In our cohort, we strictly applied our predefined dose constraints especially for brainstem (59 Gy EQD2 based on the QUANTEC data), accepting possible target volume dose restrictions. Consistently, we found significantly inferior local control and a trend toward inferior survival in patients with tumors located less than 3 mm from the brainstem, if treated in a primary situation. Surprisingly, no marked differences were observed in patients treated in a recurrent situation, although this might be driven simply by the much smaller sample size of recurrent cases.

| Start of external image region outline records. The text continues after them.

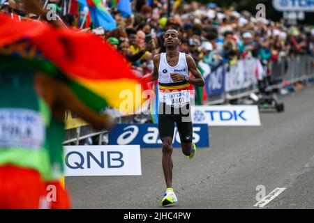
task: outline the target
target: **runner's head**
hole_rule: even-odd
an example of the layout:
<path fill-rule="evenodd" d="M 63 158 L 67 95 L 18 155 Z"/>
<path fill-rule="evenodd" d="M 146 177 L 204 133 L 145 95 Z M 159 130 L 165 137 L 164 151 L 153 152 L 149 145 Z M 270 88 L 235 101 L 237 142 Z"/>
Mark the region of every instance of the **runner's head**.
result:
<path fill-rule="evenodd" d="M 164 37 L 166 49 L 175 49 L 181 45 L 179 36 L 178 31 L 175 29 L 168 29 L 165 31 Z"/>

Our study has some limitations. As a retrospective single-center experience, some form of bias seems likely. Staging and follow-up procedures were less standardized than in prospective trials, especially regarding distant staging procedures, documentation of side effects, and causes of death. Moreover, efficacy comparisons of proton and carbon ion treatments generally inherit some uncertainties based on the necessarily used assumptions within the dosimetric calculation models (LEM2, RBE). Finally, the current report lacks a specific dosimetric analysis with regard to dose coverage in close proximity to critical organs at risk, which is part of an ongoing project and will be published separately.

Conclusion

Carbon ion and proton therapy are effective treatments for patients with chordomas of the skull base concerning LC and OS. No significant differences with regard to outcome between the two modalities could be determined in this retrospective analysis. A randomized phase III superiority trial is currently investigating possible advantages of the carbon ion (60–66 Gy RBE) treatment compared to protons (70–76 Gy RBE) in the therapy of skull base chordoma and is still recruiting patients (clinicaltrials.gov identifier: NCT01182779). Proximity to the brainstem seems to be an unfavorable prognostic factor regarding local control, at least in the primary situation.